II. En ajoutant: "Les hommes de même," l’Apôtre en vient aux hommes qui, "renonçant à l’union naturelle, se sont enflammés," embrasés au delà des bornes de la nature (Psaume CXVII, 12): "Ils se sont embrasés comme un feu qui a pris à des épines." Et cela "par leurs désirs," c’est-à-dire par les désirs de la chair, "les uns pour les autres, l’homme s’abandonnant avec l’homme des turpitudes" (Ezéchiel XVI, 37): "Je mettrai à nu ta honte devant eux."

III° En disant: "Et leur récompense, saint Paul montre que leur châtiment a été proportionné au crime; car il ajoute: "Ils l’ont reçue en eux mêmes," c’est-à-dire par la dégradation de leur nature, "la récompense de leur égarement," par lequel ils ont changé la vérité de Dieu en mensonge. "Leur récompense," c’est-à-dire le salaire qu’ils devaient recevoir, selon l’ordre de la justice, exige que ceux qui ont traité injurieusement la nature de Dieu, attribuant aux créatures ce qui appartient à cette nature, traitent ignominieusement leur propre nature. Et quoique cette expression "Récompense," semble proprement indiquer un bien, ici néanmoins elle est prise, dans un sens général, pour toute rétribution, même l’égard du mal; c’est dans le même sens qu’il sera dit ci-après, au ch. IV, 23: "La solde du péché, c’est la mort;" (Mich., I, 7): "Tout ce qu’elle a gagné (Samarie) sera consumé par le feu." Il faut remarquer que l’Apôtre indique avec raison les vices contre nature, qui sont les plus graves parmi les péchés de la chair, comme le châtiment de l’idolâtrie; car c’est avec elle qu’ils semblent avoir pris naissance, au temps d’Abraham, époque communément assignée au commencement du culte des idoles. Aussi lit-on que ce fut alors pour la première fois que ces péchés furent punis chez les habitants de Sodome comme il est rapporté au ch. XIX de la Genèse. Ces sortes de vice suivirent aussi le progrès de l’idolâtrie. Il est dit, en effet, au 2° livre des Maccabées (IV, 12), que Jason osa, sous la citadelle même (près du temple), exposer dans des lieux infâmes les enfants des meilleures familles; et ce n’était pas un commencement, mais une sorte d’accroissement et un progrès de la vie des Gentils et des moeurs étrangères.

IV° Quand saint Paul ajoute: "Et comme ils n’ont pas voulu reconnaître," il montre qu’ils ont été punis avec justice.
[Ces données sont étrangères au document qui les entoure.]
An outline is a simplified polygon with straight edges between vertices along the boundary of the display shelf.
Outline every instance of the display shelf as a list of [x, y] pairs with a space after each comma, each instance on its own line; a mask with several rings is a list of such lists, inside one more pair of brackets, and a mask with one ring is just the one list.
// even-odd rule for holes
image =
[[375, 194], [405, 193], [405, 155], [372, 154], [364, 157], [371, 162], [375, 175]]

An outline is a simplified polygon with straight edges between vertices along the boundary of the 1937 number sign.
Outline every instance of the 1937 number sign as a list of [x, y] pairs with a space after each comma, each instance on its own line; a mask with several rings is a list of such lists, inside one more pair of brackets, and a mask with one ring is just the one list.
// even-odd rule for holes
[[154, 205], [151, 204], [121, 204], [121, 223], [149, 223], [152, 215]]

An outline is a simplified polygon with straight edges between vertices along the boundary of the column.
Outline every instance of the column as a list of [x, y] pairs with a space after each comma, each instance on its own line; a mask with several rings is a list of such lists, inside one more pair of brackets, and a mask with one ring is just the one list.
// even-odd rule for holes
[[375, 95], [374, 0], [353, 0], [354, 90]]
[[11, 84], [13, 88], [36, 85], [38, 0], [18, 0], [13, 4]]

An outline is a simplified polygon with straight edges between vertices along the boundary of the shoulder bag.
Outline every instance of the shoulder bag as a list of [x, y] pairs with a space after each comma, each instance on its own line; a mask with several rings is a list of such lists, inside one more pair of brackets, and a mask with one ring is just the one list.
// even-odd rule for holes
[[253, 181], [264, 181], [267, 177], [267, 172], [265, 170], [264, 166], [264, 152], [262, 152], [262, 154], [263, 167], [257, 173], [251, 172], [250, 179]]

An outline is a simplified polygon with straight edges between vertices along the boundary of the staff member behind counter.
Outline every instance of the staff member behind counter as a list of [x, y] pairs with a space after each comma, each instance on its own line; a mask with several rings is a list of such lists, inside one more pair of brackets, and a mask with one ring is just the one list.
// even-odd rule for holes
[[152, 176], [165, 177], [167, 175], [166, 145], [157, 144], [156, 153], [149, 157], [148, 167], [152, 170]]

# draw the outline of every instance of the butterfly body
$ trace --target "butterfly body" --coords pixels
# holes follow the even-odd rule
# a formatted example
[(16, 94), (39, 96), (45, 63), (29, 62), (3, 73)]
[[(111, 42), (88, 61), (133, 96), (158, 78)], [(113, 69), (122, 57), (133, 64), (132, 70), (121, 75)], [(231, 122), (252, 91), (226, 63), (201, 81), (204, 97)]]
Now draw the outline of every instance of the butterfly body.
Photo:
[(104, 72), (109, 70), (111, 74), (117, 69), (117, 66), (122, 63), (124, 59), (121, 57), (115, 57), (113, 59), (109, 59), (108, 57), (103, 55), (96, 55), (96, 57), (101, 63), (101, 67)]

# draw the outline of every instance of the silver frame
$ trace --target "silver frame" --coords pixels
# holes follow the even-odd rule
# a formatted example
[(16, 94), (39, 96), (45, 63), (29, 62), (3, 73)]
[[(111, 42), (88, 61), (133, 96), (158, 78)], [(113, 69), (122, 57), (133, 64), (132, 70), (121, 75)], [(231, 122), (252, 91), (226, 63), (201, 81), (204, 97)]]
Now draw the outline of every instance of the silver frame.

Et d’abord il indique la faute antécédente qui a été le point de départ de ces crimes; ensuite, il énumère les différences spécifiques qui existent entre ces péchés: "Remplis de toute sorte d’injustices," dit-il.

I. Il expose la faute précédente, lorsqu’il dit: "Comme ils n’ont pas voulu faire aucun usage de la connaissance qu’ils avaient de Dieu." Or ceci peut être entendu de deux manières: d’abord en ce sens qu'ayant pu, par la lumière de la raison et par les créatures visibles, avoir une connaissance véritable de Dieu, néanmoins, afin de pécher plus librement, ils ne l’ont pas admise, c’est-à-dire ils ne se sont pas prêtés à mettre Dieu dans leur connaissance (Job, XXI, 14): "Ils ont dit à Dieu: éloigne-toi de nous, nous ne voulons pas de la science de tes voies." Ensuite en ce sens qu’ils n’ont pas voulu reconnaître que Dieu avait en sa connaissance les actions des hommes (Psaume XCIII, 7): "Et ils ont dit: le Seigneur ne le verra pas, Dieu n’en aura pas connaissance." En ce sens, le châtiment répond convenablement à la faute; aussi l’Apôtre ajoute: "Dieu les a abandonnés à un sens dépravé." Or ce sens dépravé, ce n'est pas dans l’homme un sens extérieur par lequel on discerne les choses sensibles, mais un sens intérieur par lequel on juge de ce qu’il faut faire (Sagesse, VI, 16): "Occuper sa pensée de la sagesse, c’est le sens parfait." On appelle donc sens dépravé celui par lequel l’homme porte sur ses actions un jugement faux, ainsi qu’il est dit (II Timothée III, 8): "Ce sont des hommes corrompus dans leur esprit, pervertis quant à la foi." (Jérémie VI, 30): "Appelez-les un argent réprouvé." Voilà pourquoi l’Apôtre continue: "En sorte qu’ils ont fait des actions criminelles," c’est-à-dire qui s’écartent de la droite raison (Sag., XIV, 11): "Leurs oeuvres sont inutiles." Or il est convenable que celui qui a péché contre la connaissance de Dieu, ou en ne voulant pas le connaître, ou en s’imaginant que Dieu lui-même ne connaît pas tout, soit abandonné à la perversité de son propre sens (Sagesse XIV, 30): "La peine du pécheur marche toujours contre la prévarication hommes injustes."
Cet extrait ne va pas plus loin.